To lazy to go get the wooden motar and pestle, He uses the nearby metal one.
An hour later the House is gone up in Smoke, the Apprentice and the Master, along with the entire Family is dead.
Dead Along with them is the secrect of the mixture.

Now I don't expect Explosive never to be invented,
Nitro compounds will be developed eventually. but whe can delay them till the 19th century chemists get involved.

?What will be the result of no gunpower or explosives till the 1800's?
If you are right, it makes me wonder....what other technnologies/compounds etc. might have been discovered and used, but haven't been due to chance?
 
If you really and truly delay the entire Gunpower revolution (though I agree with many of the previous posters who doubt the single invention approach), then you probably also delay the Renaissance or at least the Enlightenment.

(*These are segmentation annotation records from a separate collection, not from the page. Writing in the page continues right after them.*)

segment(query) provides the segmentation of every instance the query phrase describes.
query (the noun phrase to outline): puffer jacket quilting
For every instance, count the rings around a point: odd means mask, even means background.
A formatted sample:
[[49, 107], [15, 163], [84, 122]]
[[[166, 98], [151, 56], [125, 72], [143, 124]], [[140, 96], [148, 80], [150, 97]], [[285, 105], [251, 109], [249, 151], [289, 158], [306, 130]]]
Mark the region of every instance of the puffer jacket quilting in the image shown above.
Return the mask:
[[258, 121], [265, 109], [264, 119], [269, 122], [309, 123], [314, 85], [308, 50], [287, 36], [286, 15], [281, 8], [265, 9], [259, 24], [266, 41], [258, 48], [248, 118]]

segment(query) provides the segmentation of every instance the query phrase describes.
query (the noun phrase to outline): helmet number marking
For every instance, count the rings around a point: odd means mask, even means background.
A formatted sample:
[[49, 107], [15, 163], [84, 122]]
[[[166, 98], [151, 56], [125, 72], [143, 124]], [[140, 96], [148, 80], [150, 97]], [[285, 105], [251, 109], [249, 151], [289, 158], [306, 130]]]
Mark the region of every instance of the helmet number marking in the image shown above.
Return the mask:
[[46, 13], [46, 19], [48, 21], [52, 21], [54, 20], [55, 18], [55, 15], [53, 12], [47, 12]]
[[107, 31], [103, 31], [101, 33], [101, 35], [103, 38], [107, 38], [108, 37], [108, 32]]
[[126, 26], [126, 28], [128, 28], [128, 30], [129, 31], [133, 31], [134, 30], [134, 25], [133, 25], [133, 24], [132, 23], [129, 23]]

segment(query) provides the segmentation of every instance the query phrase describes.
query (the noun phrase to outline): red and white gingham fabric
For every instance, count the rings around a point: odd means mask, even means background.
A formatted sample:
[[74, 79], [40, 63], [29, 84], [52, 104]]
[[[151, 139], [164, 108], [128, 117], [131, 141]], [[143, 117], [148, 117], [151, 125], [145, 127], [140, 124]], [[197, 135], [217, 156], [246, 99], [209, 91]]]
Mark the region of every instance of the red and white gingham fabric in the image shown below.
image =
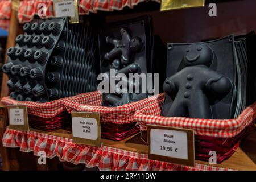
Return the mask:
[[[160, 3], [160, 0], [152, 0]], [[98, 10], [112, 11], [121, 10], [125, 7], [133, 8], [138, 3], [147, 0], [81, 0], [79, 13], [88, 14], [90, 12], [96, 13]]]
[[0, 1], [0, 28], [8, 31], [11, 11], [11, 0]]
[[44, 151], [46, 156], [55, 156], [60, 161], [75, 164], [86, 164], [87, 167], [97, 167], [100, 170], [231, 170], [202, 164], [195, 167], [149, 160], [148, 155], [103, 146], [101, 147], [80, 145], [72, 140], [34, 131], [20, 131], [7, 129], [2, 139], [6, 147], [20, 147], [24, 152], [32, 151], [39, 156]]
[[154, 96], [122, 106], [109, 107], [100, 105], [102, 102], [102, 94], [101, 92], [96, 91], [67, 98], [64, 101], [64, 105], [69, 113], [99, 113], [101, 122], [123, 124], [134, 122], [134, 115], [136, 111], [157, 102], [158, 100], [161, 100], [163, 97], [163, 94]]
[[11, 1], [0, 1], [0, 19], [10, 19], [11, 11]]
[[[147, 0], [81, 0], [79, 3], [79, 13], [80, 15], [88, 14], [90, 12], [96, 13], [97, 10], [110, 11], [120, 10], [125, 7], [132, 8], [140, 2]], [[160, 3], [160, 0], [152, 0]], [[40, 3], [46, 5], [45, 16], [38, 14], [42, 9]], [[20, 23], [32, 20], [35, 15], [40, 18], [50, 18], [54, 15], [53, 3], [52, 0], [21, 0], [20, 1], [18, 17]]]
[[26, 105], [28, 114], [42, 118], [53, 118], [59, 114], [65, 111], [66, 109], [63, 104], [65, 98], [61, 98], [51, 102], [39, 103], [31, 101], [18, 101], [10, 98], [9, 97], [4, 97], [1, 102], [5, 105]]
[[186, 117], [160, 116], [164, 98], [137, 111], [134, 119], [142, 130], [146, 130], [146, 125], [151, 124], [180, 128], [191, 129], [196, 135], [230, 138], [241, 132], [256, 118], [256, 102], [246, 107], [236, 119], [209, 119]]

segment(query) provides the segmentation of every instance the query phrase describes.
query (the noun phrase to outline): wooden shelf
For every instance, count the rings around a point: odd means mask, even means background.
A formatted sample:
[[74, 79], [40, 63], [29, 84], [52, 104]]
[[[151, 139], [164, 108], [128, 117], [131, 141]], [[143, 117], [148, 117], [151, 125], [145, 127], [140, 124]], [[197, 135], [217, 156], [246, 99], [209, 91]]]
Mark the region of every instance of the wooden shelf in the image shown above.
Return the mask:
[[[54, 132], [45, 132], [35, 129], [32, 129], [32, 131], [67, 138], [71, 138], [72, 136], [71, 129], [58, 130]], [[141, 136], [145, 140], [146, 133], [143, 132]], [[102, 142], [105, 146], [148, 154], [148, 146], [141, 139], [141, 134], [136, 134], [119, 142], [104, 139], [102, 139]], [[196, 162], [210, 165], [206, 162], [196, 160]], [[256, 128], [254, 131], [244, 140], [240, 147], [230, 158], [221, 164], [213, 165], [213, 166], [241, 171], [256, 171]]]

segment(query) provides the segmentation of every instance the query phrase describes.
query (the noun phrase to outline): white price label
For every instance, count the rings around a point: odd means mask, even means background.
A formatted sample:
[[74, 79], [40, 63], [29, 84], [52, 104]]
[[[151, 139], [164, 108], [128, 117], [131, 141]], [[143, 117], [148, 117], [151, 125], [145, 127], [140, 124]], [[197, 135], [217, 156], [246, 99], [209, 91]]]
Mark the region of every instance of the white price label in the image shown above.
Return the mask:
[[188, 160], [187, 133], [176, 130], [151, 129], [150, 153]]
[[9, 110], [9, 123], [11, 125], [24, 125], [24, 109], [11, 108]]
[[55, 0], [55, 17], [75, 17], [74, 0]]
[[75, 137], [96, 140], [98, 125], [95, 118], [72, 117], [72, 133]]

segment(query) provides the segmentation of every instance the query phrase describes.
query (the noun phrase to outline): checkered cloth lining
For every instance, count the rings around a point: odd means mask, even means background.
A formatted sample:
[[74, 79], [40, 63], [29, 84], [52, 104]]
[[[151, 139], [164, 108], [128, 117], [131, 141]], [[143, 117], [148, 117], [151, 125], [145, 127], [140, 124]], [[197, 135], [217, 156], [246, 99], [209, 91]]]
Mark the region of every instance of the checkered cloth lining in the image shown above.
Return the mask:
[[[121, 10], [125, 7], [133, 8], [140, 2], [147, 0], [81, 0], [79, 3], [79, 13], [80, 15], [88, 14], [90, 12], [96, 13], [97, 10], [111, 11], [114, 10]], [[158, 3], [160, 0], [151, 0]], [[40, 3], [46, 5], [46, 16], [42, 16], [38, 10], [42, 9]], [[18, 17], [20, 23], [32, 20], [35, 15], [40, 18], [50, 18], [54, 15], [52, 0], [23, 0], [20, 1]]]
[[137, 111], [134, 119], [142, 130], [151, 124], [195, 130], [196, 135], [233, 137], [250, 125], [256, 118], [256, 102], [246, 107], [236, 119], [209, 119], [160, 116], [164, 99]]
[[11, 16], [11, 0], [0, 1], [0, 28], [8, 31]]
[[0, 19], [10, 19], [11, 11], [11, 0], [0, 1]]
[[9, 30], [10, 20], [6, 19], [0, 19], [0, 28], [8, 31]]
[[71, 139], [34, 131], [7, 129], [2, 143], [4, 147], [20, 147], [20, 151], [33, 151], [34, 155], [36, 156], [39, 156], [39, 152], [43, 151], [48, 158], [57, 156], [60, 161], [75, 164], [84, 163], [87, 167], [97, 167], [100, 170], [231, 170], [202, 164], [196, 164], [195, 167], [191, 167], [149, 160], [147, 154], [105, 146], [100, 148], [79, 145], [73, 143]]
[[64, 101], [64, 105], [69, 113], [99, 113], [101, 122], [123, 124], [134, 122], [134, 115], [137, 110], [156, 102], [158, 100], [163, 99], [163, 97], [164, 94], [162, 94], [116, 107], [109, 107], [100, 105], [102, 102], [102, 94], [101, 92], [96, 91], [67, 98]]
[[63, 104], [64, 100], [65, 98], [64, 98], [51, 102], [39, 103], [31, 101], [18, 101], [10, 98], [9, 97], [4, 97], [2, 98], [1, 102], [5, 105], [26, 105], [27, 106], [28, 114], [42, 118], [53, 118], [56, 115], [66, 111], [66, 109]]

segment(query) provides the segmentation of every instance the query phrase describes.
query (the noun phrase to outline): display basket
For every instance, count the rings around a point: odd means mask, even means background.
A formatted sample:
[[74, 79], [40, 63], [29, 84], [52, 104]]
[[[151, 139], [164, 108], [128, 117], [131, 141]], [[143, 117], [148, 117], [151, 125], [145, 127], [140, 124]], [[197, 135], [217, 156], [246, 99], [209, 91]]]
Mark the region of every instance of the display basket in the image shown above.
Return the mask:
[[64, 105], [64, 98], [51, 102], [40, 103], [18, 101], [4, 97], [1, 102], [5, 105], [25, 105], [28, 112], [30, 127], [46, 131], [53, 131], [71, 124], [70, 114]]
[[196, 159], [208, 161], [212, 156], [209, 152], [214, 151], [217, 162], [220, 163], [231, 156], [241, 140], [254, 130], [256, 102], [247, 107], [236, 119], [208, 119], [161, 116], [164, 100], [158, 100], [137, 111], [135, 121], [142, 131], [146, 130], [149, 124], [194, 130]]
[[98, 91], [82, 93], [66, 98], [64, 105], [69, 113], [100, 113], [101, 137], [118, 141], [139, 131], [134, 121], [135, 111], [163, 99], [163, 95], [152, 96], [115, 107], [101, 106], [102, 97], [102, 93]]

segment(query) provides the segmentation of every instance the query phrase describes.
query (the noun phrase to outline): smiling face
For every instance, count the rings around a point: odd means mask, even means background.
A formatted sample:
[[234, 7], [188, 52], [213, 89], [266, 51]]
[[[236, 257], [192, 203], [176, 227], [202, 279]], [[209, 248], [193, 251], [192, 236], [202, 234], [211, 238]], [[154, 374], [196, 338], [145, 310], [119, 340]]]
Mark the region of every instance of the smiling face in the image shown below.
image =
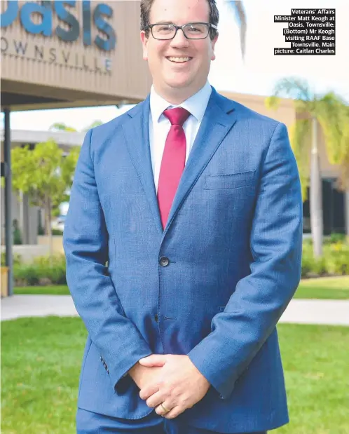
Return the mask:
[[[155, 0], [149, 24], [210, 22], [207, 0]], [[172, 104], [180, 104], [206, 83], [218, 36], [211, 40], [187, 39], [179, 29], [173, 39], [159, 41], [149, 31], [141, 32], [143, 58], [148, 60], [157, 93]]]

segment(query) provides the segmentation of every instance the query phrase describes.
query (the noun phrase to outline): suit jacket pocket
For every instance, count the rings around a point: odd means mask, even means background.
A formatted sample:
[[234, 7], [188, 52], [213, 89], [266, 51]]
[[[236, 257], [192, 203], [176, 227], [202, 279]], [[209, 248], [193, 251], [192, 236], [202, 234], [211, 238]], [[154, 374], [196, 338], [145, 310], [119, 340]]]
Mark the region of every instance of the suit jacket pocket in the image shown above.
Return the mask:
[[211, 175], [205, 179], [205, 190], [238, 189], [253, 184], [254, 170], [231, 173], [227, 175]]

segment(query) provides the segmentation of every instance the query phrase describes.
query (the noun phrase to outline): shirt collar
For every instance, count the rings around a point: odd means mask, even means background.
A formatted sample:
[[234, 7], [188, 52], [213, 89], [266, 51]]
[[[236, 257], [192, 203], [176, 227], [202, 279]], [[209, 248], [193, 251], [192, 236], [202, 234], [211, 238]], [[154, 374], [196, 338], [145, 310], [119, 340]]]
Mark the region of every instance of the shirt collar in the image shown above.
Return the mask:
[[208, 81], [201, 89], [191, 95], [188, 100], [179, 105], [173, 105], [164, 100], [156, 93], [154, 86], [151, 86], [150, 91], [150, 109], [153, 123], [158, 122], [164, 110], [169, 107], [183, 107], [192, 114], [199, 122], [201, 122], [207, 107], [208, 100], [211, 95], [212, 88]]

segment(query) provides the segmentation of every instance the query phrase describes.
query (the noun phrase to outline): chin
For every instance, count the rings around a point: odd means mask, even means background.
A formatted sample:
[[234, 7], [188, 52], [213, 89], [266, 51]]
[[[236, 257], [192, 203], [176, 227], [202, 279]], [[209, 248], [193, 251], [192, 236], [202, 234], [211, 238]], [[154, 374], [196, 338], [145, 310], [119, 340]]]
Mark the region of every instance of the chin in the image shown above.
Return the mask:
[[172, 88], [188, 88], [193, 84], [193, 81], [191, 80], [183, 79], [183, 80], [169, 80], [167, 81], [167, 84], [168, 86]]

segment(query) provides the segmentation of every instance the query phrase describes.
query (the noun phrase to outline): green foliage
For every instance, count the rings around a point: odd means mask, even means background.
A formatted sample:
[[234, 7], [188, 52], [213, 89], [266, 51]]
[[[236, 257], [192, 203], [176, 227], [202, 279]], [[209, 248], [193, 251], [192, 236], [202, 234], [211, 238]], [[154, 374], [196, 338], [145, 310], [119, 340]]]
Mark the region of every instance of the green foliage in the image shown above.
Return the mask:
[[275, 109], [280, 95], [294, 99], [296, 121], [290, 128], [291, 146], [297, 161], [302, 186], [303, 201], [306, 200], [309, 185], [309, 156], [312, 140], [312, 119], [315, 118], [322, 130], [327, 156], [331, 164], [341, 168], [339, 187], [348, 185], [349, 173], [349, 107], [339, 95], [329, 92], [317, 95], [309, 84], [296, 78], [280, 80], [273, 95], [266, 99], [267, 108]]
[[32, 205], [45, 210], [48, 231], [52, 210], [67, 201], [79, 152], [75, 147], [63, 156], [53, 140], [38, 143], [32, 150], [27, 145], [11, 151], [13, 189], [28, 194]]
[[323, 256], [315, 258], [311, 240], [303, 241], [302, 277], [349, 275], [349, 243], [345, 236], [332, 234], [324, 243], [323, 250]]
[[20, 264], [13, 267], [15, 285], [67, 285], [65, 270], [64, 255], [40, 257], [32, 264]]

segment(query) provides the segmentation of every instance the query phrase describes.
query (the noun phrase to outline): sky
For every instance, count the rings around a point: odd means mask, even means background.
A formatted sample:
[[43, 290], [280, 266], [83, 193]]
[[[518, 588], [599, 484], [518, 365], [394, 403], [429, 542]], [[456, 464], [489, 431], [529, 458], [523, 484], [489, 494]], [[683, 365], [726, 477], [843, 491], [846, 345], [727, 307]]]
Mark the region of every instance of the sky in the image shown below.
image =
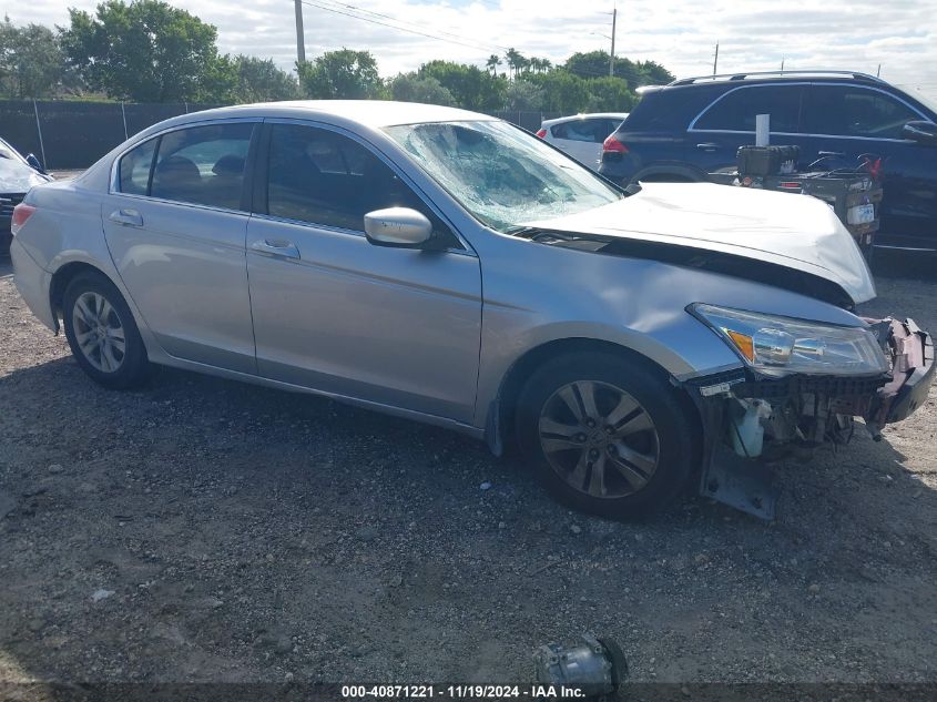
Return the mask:
[[[170, 2], [214, 24], [222, 52], [293, 68], [294, 0]], [[0, 0], [14, 24], [67, 24], [69, 7], [95, 6]], [[508, 48], [561, 62], [576, 51], [609, 50], [613, 7], [615, 0], [306, 0], [306, 57], [367, 49], [385, 77], [431, 59], [483, 67]], [[786, 69], [873, 74], [880, 64], [882, 78], [937, 101], [937, 0], [619, 0], [617, 9], [615, 54], [658, 61], [680, 78], [711, 73], [719, 42], [721, 73], [776, 70], [782, 60]]]

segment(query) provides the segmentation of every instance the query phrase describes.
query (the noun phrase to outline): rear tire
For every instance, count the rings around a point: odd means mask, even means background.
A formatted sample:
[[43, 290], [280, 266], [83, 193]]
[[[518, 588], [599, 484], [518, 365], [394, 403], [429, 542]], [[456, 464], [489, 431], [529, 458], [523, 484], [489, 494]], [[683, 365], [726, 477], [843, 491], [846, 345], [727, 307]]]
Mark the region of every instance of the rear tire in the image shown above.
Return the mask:
[[78, 365], [111, 389], [139, 387], [150, 376], [146, 348], [120, 291], [100, 273], [81, 273], [62, 296], [65, 338]]
[[553, 358], [518, 400], [518, 442], [547, 489], [613, 519], [656, 511], [699, 462], [699, 421], [650, 363], [608, 353]]

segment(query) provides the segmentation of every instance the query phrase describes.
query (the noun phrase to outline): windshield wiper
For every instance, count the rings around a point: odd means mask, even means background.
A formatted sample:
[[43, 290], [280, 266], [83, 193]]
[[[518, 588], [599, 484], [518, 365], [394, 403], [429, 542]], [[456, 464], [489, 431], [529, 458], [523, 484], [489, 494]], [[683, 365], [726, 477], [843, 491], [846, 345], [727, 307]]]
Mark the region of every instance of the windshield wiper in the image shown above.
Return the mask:
[[526, 224], [519, 224], [506, 228], [505, 234], [510, 234], [511, 236], [520, 236], [521, 238], [533, 238], [538, 234], [542, 234], [544, 231], [546, 230], [542, 230], [539, 226], [528, 226]]

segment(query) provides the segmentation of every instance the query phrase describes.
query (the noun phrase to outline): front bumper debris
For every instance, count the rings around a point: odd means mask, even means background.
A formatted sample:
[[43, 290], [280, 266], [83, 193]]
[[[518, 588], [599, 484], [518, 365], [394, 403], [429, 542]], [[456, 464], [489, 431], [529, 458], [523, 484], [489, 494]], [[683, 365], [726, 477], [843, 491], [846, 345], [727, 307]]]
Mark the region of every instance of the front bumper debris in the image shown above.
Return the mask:
[[883, 319], [887, 346], [892, 354], [892, 379], [878, 389], [866, 425], [876, 440], [886, 424], [907, 419], [924, 404], [934, 383], [934, 339], [914, 319]]
[[739, 369], [684, 384], [703, 425], [703, 496], [773, 520], [778, 490], [768, 464], [848, 442], [855, 417], [879, 440], [886, 424], [924, 404], [935, 376], [930, 335], [913, 319], [866, 322], [889, 356], [887, 374], [770, 378]]

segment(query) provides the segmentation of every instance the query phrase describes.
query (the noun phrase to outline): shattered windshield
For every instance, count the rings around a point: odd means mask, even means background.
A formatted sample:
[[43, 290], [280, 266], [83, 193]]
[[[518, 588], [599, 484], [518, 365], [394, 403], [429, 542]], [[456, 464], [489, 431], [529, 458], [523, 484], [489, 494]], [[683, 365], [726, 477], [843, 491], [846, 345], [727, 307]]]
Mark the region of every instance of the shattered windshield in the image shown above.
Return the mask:
[[583, 166], [506, 122], [405, 124], [385, 131], [466, 210], [500, 232], [622, 197]]

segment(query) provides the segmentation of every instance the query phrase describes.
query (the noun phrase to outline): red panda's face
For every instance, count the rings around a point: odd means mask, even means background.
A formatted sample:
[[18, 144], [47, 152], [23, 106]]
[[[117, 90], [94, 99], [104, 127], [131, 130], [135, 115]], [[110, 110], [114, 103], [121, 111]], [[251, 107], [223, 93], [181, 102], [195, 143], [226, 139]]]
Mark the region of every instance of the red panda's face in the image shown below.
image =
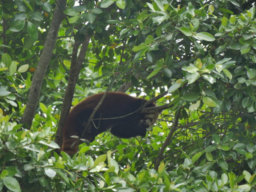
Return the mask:
[[151, 127], [158, 119], [159, 114], [157, 112], [145, 114], [144, 118], [139, 121], [139, 124], [146, 128]]

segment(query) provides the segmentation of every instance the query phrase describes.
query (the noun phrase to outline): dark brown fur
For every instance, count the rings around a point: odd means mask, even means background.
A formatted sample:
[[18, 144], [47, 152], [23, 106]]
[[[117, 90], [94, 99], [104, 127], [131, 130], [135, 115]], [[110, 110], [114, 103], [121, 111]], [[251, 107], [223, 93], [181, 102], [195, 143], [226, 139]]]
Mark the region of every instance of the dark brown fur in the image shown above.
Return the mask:
[[[70, 146], [77, 139], [70, 137], [70, 136], [81, 136], [88, 119], [104, 94], [102, 92], [88, 97], [75, 106], [69, 113], [63, 128], [62, 150], [70, 155], [76, 152], [78, 144], [77, 142], [73, 149], [71, 148]], [[99, 118], [101, 114], [102, 118], [123, 116], [136, 111], [146, 101], [124, 93], [110, 92], [108, 93], [93, 118]], [[147, 107], [155, 105], [155, 103], [152, 103]], [[146, 115], [141, 114], [139, 111], [124, 117], [101, 120], [98, 129], [92, 122], [88, 132], [85, 134], [83, 139], [92, 142], [95, 136], [109, 128], [111, 128], [110, 132], [113, 134], [122, 138], [138, 136], [144, 137], [147, 132], [146, 128], [149, 125], [148, 124], [146, 124], [145, 121], [141, 120], [145, 118]], [[158, 114], [156, 113], [155, 116], [154, 122], [150, 119], [151, 122], [153, 123], [157, 120]], [[94, 120], [93, 122], [97, 127], [99, 127], [99, 120]]]

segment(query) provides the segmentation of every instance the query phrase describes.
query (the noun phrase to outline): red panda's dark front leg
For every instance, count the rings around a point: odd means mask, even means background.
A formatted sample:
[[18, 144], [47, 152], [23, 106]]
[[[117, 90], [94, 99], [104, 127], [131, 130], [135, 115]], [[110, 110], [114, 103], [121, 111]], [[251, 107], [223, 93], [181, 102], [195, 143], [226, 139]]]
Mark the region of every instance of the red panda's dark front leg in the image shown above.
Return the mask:
[[146, 127], [135, 122], [118, 124], [110, 129], [110, 132], [115, 136], [121, 138], [130, 138], [136, 136], [144, 137], [147, 133]]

Without cannon to knock through walls, castles in Europe remain the order of the day. Without the musket and infantry formations, the mass nature of warfare does begin to develop. This retards all forms of popular participation in government. Pikemen would still be effective as massed groups, but infantry would not gain pride of place as quickly or as definitively if armies are restricted to edge weapons. Without cannon, sailing vessels may never (or at least not as soon as OTL) venture beyond the controlled waters of North Europe; without firm protection, they are too vulnerable to local watercraft and pirates. India is not reached by the Portugese and Spain does not reach out to discover the Americas.

The High Middle Ages would last for a longer time. Martin Luther would still become active, but the wars of religion would take a far different shape. Even if protestantism carries the day, there's no guarantee that feudal kingdoms begin to more greatly resemble nation states without the kind of armies and organizations required by gunpowder.
 
I doubt it'll have quite the immediate effect that people make it out to. Remember that while we've had guns since the 14th century, we haven't had *effective* firearms for another two to three hundred years. Warfare was already becoming more and more infantry heavy, with some units gaining huge prestige even without, or in spite of, fire arms (swiss guards, Landsknecht, etc). While it would be cool for the High Middle ages to last another century, too many things were already in motion to sustain it in definitely.
 
Regarding naval warfare, you'd probably end up with the Dragon Hydra: a large(ish) ship mounting several flame throwers on each side. Much shorter ranged, but just as effective. Mangonels and onagers aren't really practical on ships, and ballistas don't do much damage.

Just as Analytical Engine said, it would've probably been invented anyway, only later than in OTL.